Documentation ¶
Index ¶
Constants ¶
This section is empty.
Variables ¶
var ErrNotANumber = errors.New("not a number")
ErrNotANumber is used internally by Resolve when the user enters a bogus value when resolving into an int.
Resolve will retry on this error; it is only exposed so you can know where the string is coming from.
var ErrNotBoolean = errors.New("not y, n, yes, or no")
ErrNotBoolean is used internally by Resolve when the user enters a bogus value when resolving into a bool.
Resolve will retry on this error; it is only exposed so you can know where the string is coming from.
Functions ¶
This section is empty.
Types ¶
type Choice ¶
type Choice struct { Display string Value interface{} }
Choice is used to allow the user to select a value of an arbitrary type. Its Display value will be shown in a listing during Resolve, and if its entry in the list is chosen, the Value will be used to populate the destination.
type Interaction ¶
Interaction represents a single question to ask, optionally with a set of choices to limit the answer to.
func NewInteraction ¶
func NewInteraction(prompt string, choices ...Choice) Interaction
NewInteraction constructs an interaction with the given prompt, limited to the given choices, if any.
Defaults Input and Output to os.Stdin and os.Stderr, respectively.
func (Interaction) Resolve ¶
func (interaction Interaction) Resolve(dst interface{}) error
Resolve prints the prompt, indicating the default value, and asks for the value to populate into the destination dst, which should be a pointer to a value to set.
The default value is whatever value is currently held in dst, and will be shown in the prompt. Note that zero-values are valid defaults (e.g. false for a boolean prompt), so to disambiguate from having just allocated dst, and not intending its current zero-value to be the default, you must wrap it in a RequiredDestination.
If the choices are limited, the default value will be inferred by finding the value held in dst within the set of choices. The number corresponding to the choice will be the default value shown to the user. If no default is found, Resolve will require the user to make a selection.

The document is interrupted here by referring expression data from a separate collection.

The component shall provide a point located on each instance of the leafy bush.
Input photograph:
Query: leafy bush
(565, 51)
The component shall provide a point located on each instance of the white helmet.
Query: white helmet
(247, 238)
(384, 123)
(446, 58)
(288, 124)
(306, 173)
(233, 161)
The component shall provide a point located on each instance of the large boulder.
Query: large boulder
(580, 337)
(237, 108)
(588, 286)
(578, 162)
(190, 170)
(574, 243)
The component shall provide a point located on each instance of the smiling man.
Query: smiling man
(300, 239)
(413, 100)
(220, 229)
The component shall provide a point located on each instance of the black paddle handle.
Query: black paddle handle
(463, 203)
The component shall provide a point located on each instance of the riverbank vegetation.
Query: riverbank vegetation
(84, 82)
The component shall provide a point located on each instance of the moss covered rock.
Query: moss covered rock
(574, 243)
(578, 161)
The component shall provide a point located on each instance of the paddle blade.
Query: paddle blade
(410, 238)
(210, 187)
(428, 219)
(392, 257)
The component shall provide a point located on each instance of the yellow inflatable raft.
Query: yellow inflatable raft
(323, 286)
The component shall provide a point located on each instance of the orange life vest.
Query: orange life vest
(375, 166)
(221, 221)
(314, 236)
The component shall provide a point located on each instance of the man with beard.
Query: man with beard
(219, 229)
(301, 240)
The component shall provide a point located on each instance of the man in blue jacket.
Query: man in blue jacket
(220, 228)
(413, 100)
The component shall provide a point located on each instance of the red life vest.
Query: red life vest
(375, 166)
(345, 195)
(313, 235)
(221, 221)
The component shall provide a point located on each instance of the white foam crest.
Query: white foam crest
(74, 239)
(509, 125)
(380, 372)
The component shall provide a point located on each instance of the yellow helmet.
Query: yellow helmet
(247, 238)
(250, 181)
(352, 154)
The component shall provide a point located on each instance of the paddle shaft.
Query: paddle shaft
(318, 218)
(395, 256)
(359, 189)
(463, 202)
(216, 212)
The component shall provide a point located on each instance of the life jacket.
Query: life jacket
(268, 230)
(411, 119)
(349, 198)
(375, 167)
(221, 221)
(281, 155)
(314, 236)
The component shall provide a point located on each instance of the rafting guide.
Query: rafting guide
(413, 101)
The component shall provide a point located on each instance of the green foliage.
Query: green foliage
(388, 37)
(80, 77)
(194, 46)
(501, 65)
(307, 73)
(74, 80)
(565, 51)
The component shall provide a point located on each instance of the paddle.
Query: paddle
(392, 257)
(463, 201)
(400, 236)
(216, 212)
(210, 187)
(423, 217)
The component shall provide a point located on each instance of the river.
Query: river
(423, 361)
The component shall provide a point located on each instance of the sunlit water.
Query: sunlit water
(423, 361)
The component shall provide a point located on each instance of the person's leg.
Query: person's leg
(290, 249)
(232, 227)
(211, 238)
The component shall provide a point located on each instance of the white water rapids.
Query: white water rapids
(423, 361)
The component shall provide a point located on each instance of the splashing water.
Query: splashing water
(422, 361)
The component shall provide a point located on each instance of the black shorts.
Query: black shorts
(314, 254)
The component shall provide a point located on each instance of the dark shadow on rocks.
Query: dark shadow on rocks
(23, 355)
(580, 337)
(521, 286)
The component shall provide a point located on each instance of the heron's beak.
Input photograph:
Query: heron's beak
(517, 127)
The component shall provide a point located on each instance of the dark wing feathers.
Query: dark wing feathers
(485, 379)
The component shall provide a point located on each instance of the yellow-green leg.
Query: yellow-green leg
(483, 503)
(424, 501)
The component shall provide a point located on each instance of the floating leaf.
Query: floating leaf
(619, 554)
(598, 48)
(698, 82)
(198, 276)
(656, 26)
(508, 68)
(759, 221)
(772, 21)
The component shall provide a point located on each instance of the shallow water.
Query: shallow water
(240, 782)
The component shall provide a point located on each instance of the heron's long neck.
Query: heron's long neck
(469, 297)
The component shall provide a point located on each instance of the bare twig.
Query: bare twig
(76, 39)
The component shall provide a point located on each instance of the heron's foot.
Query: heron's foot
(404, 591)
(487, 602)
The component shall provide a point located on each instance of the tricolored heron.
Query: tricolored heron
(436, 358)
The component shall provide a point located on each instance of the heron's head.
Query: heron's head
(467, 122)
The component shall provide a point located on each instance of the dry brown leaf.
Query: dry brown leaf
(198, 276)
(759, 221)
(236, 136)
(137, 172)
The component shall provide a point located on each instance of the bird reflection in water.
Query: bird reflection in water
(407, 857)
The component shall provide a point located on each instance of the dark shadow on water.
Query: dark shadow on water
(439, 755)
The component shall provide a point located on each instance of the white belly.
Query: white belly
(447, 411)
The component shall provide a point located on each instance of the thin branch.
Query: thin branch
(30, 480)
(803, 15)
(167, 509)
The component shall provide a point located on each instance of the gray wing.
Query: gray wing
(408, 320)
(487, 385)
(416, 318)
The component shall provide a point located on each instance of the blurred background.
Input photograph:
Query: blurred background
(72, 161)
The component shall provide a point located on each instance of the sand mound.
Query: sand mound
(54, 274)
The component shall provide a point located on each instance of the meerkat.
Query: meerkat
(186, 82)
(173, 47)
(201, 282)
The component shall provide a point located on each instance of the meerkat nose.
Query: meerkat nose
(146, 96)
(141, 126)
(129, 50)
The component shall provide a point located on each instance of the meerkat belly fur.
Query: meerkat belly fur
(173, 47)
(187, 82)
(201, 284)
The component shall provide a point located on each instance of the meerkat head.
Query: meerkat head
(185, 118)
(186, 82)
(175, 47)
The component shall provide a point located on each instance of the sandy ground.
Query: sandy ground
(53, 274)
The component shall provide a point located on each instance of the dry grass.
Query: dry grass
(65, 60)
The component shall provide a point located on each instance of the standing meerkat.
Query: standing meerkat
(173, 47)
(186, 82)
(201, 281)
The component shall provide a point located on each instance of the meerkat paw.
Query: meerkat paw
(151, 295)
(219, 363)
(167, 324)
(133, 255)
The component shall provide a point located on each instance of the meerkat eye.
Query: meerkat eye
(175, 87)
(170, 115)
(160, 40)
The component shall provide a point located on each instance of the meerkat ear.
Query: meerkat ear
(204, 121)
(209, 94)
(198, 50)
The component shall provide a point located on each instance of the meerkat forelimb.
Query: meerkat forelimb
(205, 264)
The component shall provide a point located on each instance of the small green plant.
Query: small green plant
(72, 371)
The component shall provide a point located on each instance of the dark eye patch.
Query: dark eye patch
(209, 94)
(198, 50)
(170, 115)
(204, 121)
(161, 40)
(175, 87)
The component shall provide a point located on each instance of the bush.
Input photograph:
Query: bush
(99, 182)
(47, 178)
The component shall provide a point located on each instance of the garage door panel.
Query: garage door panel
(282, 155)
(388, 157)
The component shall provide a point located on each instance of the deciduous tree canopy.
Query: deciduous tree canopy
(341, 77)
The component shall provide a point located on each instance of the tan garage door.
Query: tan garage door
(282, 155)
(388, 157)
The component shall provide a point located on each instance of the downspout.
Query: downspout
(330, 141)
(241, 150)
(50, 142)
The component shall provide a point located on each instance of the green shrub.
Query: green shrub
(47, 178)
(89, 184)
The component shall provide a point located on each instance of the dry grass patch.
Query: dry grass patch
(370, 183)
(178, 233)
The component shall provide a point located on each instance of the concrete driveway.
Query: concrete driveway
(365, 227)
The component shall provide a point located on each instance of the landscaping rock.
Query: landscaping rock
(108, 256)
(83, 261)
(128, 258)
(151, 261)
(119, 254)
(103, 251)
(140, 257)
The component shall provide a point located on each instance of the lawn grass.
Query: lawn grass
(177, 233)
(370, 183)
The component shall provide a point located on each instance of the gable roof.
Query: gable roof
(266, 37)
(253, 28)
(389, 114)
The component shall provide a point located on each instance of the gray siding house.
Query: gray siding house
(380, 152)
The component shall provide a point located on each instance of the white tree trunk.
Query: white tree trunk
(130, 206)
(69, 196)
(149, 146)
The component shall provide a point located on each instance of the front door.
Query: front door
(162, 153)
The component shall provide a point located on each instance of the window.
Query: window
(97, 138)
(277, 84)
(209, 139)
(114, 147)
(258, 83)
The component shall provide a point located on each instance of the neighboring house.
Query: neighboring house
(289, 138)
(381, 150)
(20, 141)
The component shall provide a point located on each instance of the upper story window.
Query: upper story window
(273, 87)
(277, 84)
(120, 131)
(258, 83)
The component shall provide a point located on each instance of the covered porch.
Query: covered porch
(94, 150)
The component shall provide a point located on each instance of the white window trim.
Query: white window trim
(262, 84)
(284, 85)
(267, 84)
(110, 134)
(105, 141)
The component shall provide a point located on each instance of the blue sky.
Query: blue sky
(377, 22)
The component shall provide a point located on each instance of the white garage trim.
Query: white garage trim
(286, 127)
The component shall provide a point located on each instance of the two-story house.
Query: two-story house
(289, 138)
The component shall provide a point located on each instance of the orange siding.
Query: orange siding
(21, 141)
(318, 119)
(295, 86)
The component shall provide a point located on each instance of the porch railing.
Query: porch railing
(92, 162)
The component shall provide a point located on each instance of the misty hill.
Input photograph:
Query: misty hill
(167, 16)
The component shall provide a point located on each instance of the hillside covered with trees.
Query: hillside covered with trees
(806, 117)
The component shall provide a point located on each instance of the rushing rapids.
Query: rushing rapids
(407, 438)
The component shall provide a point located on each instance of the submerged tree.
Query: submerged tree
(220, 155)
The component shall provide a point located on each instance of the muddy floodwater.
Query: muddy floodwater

The type of dst determines how the value is read. Currently supported types for the destination are int, string, bool, and any arbitrary value that is defined within the set of Choices.
Valid input strings for bools are "y", "n", "Y", "N", "yes", and "no". Integer values are parsed in base-10. String values will not include any trailing linebreak.
type NotAssignableError ¶
NotAssignableError is returned by Resolve when the value present in the Choice the user selected is not assignable to the destination value during Resolve.
func (NotAssignableError) Error ¶
func (err NotAssignableError) Error() string
type Password ¶
type Password string
Password is a string whose value will not be echoed when the user's typing or when used as a default value.
type RequiredDestination ¶
type RequiredDestination struct {
Destination interface{}
}
RequiredDestination wraps the real destination and indicates to Resolve that a value must be explicitly provided, and that there is no default. This is to distinguish from defaulting to the zero-value.
func Required ¶
func Required(dst interface{}) RequiredDestination
Required is a convenience function for constructing a RequiredDestination.